To be honest, I wrapped up 2023 feeling isolated creatively, and not without reasons. I work remotely; most of my face-to-face conversations involve a two-year-old; and I’m just crossing the halfway point of drafting a novel. All solitary endeavors.

Moreover, despite my best efforts, I’ve been listening to the gremlin that likes to whisper in my ear, especially when I sit down to write, that I’m not only isolated creatively but also shut out.

The world of creative writing can be a tough, competitive one, and every rejection adds fuel to the gremlin’s case. And then there’s the comparison game. 

But being shut out: it’s actually absolutely not true.

The first few weeks of 2024 delivered a tool for counteracting this discouraging gremlin, the book “1000 Words: A Writer’s Guide to Staying Creative, Focused, and Productive All Year Round.”

In a category all its own, this book is not so much how-to-write manual as a party I’m welcoming into my house. With every section I read, I imagine author Jami Attenberg sitting in my living room to chat with me about this art we love, introducing me at points to this or that literary friend who has something helpful and encouraging to say.

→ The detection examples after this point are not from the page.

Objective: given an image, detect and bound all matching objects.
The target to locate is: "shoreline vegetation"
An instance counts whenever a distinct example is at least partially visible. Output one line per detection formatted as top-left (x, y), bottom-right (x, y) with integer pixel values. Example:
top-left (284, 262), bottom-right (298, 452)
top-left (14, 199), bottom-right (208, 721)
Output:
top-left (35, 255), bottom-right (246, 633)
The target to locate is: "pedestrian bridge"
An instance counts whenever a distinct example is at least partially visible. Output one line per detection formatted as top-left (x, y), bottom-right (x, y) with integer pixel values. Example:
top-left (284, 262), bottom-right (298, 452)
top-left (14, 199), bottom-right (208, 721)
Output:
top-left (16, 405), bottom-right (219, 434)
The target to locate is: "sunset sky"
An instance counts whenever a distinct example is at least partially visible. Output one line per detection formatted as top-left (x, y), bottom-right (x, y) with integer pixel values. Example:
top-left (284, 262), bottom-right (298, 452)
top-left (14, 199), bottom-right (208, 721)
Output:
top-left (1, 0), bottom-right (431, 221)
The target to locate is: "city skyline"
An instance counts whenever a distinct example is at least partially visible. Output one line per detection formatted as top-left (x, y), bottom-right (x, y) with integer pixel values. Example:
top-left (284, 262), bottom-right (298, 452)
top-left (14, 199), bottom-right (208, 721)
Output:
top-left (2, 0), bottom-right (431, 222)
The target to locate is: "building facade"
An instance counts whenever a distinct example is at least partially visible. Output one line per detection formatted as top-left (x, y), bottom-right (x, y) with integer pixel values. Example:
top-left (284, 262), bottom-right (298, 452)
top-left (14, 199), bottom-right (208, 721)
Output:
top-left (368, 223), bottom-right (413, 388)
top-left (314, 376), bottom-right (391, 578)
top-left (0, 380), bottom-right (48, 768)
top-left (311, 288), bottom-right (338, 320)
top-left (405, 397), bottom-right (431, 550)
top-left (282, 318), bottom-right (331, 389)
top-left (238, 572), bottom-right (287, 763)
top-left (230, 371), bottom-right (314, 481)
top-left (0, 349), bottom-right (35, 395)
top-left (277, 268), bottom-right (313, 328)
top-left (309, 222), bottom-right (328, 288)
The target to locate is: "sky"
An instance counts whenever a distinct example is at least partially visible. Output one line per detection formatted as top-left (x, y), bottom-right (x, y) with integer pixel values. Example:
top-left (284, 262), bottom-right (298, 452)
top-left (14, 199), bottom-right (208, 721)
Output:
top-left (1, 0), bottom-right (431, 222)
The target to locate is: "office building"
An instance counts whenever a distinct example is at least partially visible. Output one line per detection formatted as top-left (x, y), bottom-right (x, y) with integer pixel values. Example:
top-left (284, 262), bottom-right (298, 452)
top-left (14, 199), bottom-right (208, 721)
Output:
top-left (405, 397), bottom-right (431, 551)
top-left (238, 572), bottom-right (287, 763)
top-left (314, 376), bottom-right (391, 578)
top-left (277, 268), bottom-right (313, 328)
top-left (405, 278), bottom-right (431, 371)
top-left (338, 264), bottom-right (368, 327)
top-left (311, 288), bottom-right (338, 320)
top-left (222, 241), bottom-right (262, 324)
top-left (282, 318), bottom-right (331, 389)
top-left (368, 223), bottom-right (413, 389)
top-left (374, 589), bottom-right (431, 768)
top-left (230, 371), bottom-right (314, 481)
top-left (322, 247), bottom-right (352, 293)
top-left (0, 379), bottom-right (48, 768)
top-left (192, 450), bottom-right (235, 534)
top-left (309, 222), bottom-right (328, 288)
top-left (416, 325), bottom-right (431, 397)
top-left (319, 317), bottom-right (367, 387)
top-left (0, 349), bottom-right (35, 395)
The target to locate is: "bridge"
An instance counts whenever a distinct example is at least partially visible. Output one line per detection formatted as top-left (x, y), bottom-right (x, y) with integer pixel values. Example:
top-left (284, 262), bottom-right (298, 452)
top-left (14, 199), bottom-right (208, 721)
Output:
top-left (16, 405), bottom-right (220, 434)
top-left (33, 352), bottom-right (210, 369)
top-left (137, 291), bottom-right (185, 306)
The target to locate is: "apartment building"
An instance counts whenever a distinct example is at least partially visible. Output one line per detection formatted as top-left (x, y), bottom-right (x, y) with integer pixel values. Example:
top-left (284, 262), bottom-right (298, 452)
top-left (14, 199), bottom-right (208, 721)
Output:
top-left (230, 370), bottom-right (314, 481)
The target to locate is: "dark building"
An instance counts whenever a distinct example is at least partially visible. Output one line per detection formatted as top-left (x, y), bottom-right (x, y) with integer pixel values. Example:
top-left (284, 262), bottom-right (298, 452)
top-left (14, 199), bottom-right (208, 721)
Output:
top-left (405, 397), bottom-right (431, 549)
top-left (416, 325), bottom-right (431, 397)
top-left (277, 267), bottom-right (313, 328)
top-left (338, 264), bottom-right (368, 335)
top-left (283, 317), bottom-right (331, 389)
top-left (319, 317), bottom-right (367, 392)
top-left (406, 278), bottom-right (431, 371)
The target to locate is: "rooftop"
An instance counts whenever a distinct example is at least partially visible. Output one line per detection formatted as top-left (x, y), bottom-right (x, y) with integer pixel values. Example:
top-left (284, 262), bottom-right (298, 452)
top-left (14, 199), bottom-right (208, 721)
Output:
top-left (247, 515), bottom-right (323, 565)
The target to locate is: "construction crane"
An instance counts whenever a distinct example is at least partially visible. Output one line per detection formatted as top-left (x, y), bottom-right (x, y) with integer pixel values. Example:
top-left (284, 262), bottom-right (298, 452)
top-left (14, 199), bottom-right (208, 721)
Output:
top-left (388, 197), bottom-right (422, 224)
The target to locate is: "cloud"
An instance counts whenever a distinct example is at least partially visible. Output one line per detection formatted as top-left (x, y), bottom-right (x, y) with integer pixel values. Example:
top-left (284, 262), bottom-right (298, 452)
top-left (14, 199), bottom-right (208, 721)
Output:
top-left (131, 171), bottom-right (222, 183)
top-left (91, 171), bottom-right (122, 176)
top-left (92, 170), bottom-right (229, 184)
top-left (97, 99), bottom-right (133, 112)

This is because “1000 Words” was a literary movement – #1000WordsofSummer – long before it was a book. One summer, Jami and a friend, who teaches high school, committed to writing 1000 words a day for two weeks to help them both (but the summer-liberated teacher in particular) jump start their writing. Even that first year, many other writers joined in. Now, it’s a thing people do every summer. It’s also a newsletter by Jami featuring guest posts by an amazing array of published authors on craft or writing life. And 32,000 writers join in.

I get the newsletter now, but I didn’t really understand the 1000 Words phenomenon until I started reading the book this week.

A few highlights I’ve taken to heart:

  • Jami writes: “I write because I believe in myself, and that I have something worth saying.”
  • “Resist the urge to abandon the ship,” she says about writing a first draft. “I repeat–do not abandon the ship. Do not get on that little lifeboat and paddle back to shore. Do not get depressed and drink a bottle of rum and then jump overboard. Do not radio for help and get airlifted home and then apply to law school instead.”
  • “There is no wrong path, because we always must write through the mistakes to find the solutions.”

Jami Attenberg’s voice is friendly, but the more of the book I read, the more I see it’s also closer than a friend; it’s MY voice. Or rather, she gives voice to my big sister iteration – the wiser, more confident, less hesitant, solider version of me I sometimes imagine when I want to feel that much bigger and bolder.

“The best part of being a writer is the actual writing and the community you build along the way,” she writes – and I am embracing this.

In this spirit of community, I want to blog this year about books by writers I know. There are a lot of them and I’m excited to share, so look out for some heartfelt book recommendations in the months ahead.